So 2008 was a terrible year in a lot of ways, but it was a good year for startups to raise capital, except for the Q4 following the market downturn. So how will 2009 look like for those looking to raise VC money.
The good news, VCs have raised a lot of money (new funds) the last two years, which means that many of them have sufficient capital to invest in new companies. The VCs can’t simply stop investing all together, so checks will be written to the “right” companies. During the last recession in ’01-’03, there was still a significant amount of VC activity; in 2002 over $4B was invested in early stage companies, 2009 should see as much, but I predict it will be more than 2002 . Other good news, there a lot of qualified unemployed professionals who are seeking work; this is a great time to “cherry pick” some engineers, sales, marketing, finance experts. Not only is there a breadth of talent available, but they are also willing to work for less than they did in 2008. Lastly, the costs of starting a business continues to go down, as everyone who is providing a service is a lot more willing to reduce their cost of services. For those startups that are utilizing hosting services such as Amazon, Rackspace, etc, this area is becoming a lot more competitive and therefore prices should go down for these services as well.

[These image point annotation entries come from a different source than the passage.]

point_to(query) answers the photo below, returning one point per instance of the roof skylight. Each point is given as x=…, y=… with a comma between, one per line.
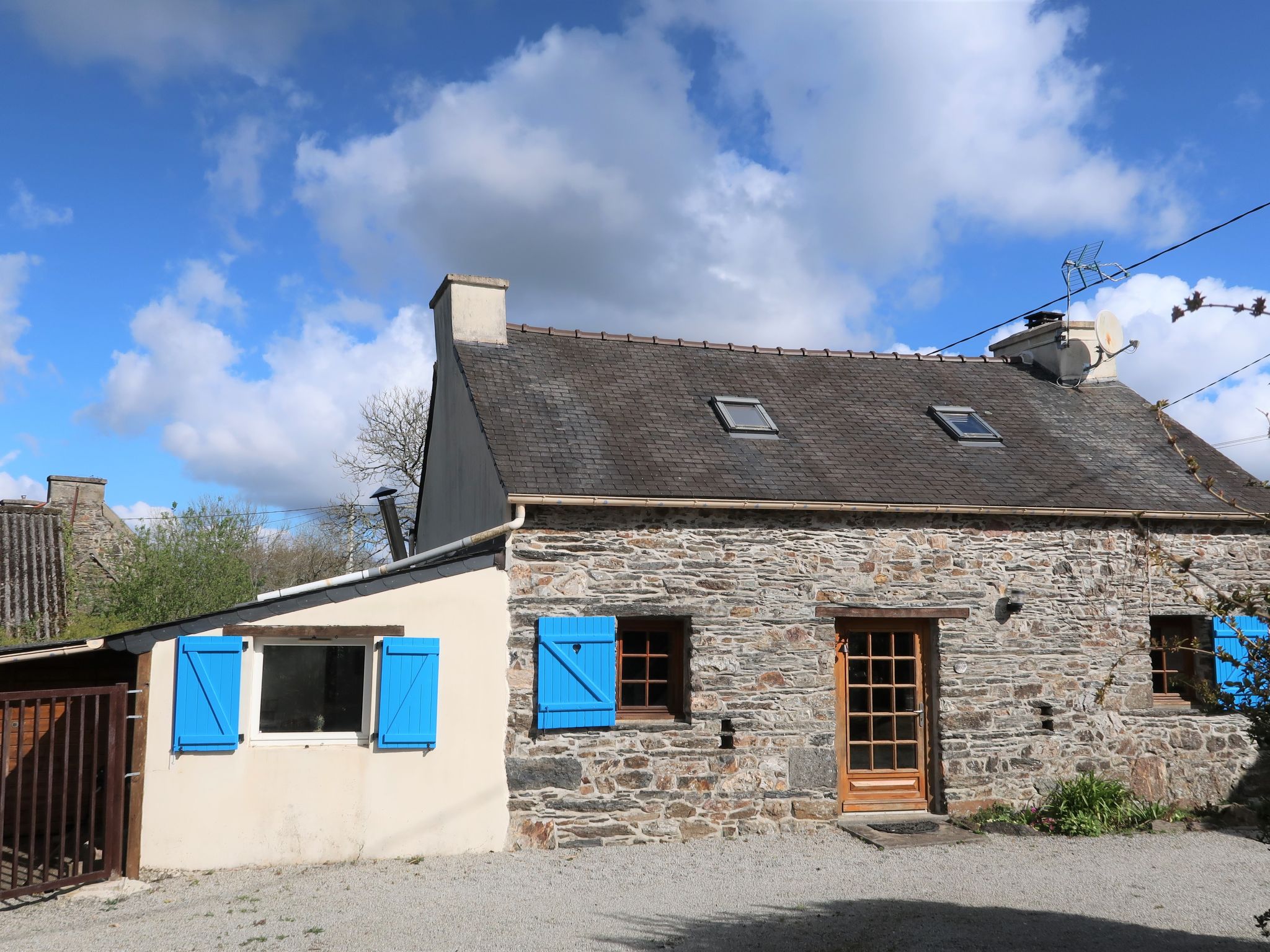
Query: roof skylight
x=966, y=425
x=744, y=416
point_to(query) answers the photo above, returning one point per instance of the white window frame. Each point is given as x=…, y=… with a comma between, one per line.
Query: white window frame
x=313, y=738
x=990, y=438
x=721, y=408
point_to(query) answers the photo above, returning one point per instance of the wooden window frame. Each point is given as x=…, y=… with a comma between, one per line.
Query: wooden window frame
x=677, y=668
x=1176, y=662
x=358, y=738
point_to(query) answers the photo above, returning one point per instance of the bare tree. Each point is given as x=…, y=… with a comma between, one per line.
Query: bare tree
x=389, y=452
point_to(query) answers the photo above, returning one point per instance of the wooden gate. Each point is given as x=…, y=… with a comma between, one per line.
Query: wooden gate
x=61, y=801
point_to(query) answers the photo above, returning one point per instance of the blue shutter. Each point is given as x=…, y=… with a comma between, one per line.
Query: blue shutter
x=577, y=672
x=1230, y=676
x=408, y=694
x=206, y=707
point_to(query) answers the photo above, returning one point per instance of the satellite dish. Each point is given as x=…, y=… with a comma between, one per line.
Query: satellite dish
x=1073, y=362
x=1109, y=333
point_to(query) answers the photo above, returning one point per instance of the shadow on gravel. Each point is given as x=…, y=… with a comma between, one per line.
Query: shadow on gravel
x=897, y=926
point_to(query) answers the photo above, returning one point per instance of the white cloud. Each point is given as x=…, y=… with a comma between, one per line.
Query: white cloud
x=235, y=182
x=162, y=37
x=19, y=487
x=31, y=214
x=580, y=168
x=1175, y=358
x=14, y=270
x=273, y=436
x=139, y=513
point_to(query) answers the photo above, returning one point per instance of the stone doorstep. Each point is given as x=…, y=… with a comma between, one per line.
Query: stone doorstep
x=858, y=826
x=107, y=890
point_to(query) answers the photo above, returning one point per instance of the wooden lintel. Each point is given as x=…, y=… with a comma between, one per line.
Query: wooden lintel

Well that is most of the good news, the bad news; IT, Marketing, Ad budgets are going to continue to get cut. Consumer spending will be reduced as well. Companies who need significant revenue to maintain their business, will be in a life or death situation. For those startups who raised VCs funds in 2007 or 2008, many of them will be out of business in the next 6 months as they will not be able to bring in the revenue needed to keep the lights on and will not get additional funding for their VC investors. Companies that have excess money to acquire startups, will be in a great situation as there will be plenty of dying companies available, it going to be a buyers market! This is good news for startups, as there will likely be less competition and there could be an opportunity to buy IP/client base at a heavily reduced prices. If you are raising VC money, you could factor a portion of amount raised for acquisition purposes (this is not usually in business plans, but now could be a good time to do so).
In regards to specific positive sectors areas that VCs will be looking to invest in will include, mobile, gaming, energy efficiency, life science, and SaaS related companies.
If you look at the mobile sector, the proliferation of smart phones continues as both professionals and consumers are adopting these devices at a rapid pace. I just read a blog post this morning about a Blackberry device selling for $20, that is so cheap!!! The Blackberry Curve is selling for $99, which is a good deal as well for a great phone. Even the iPhone is going down in price, you can now buy a refurbished iPhone for $99! So kids, teenagers, college students will easily be able to adopt these inexpensive devices. The adoption of these type of devices, allows startups an additional way to reach their clients and provide an avenue for more revenue.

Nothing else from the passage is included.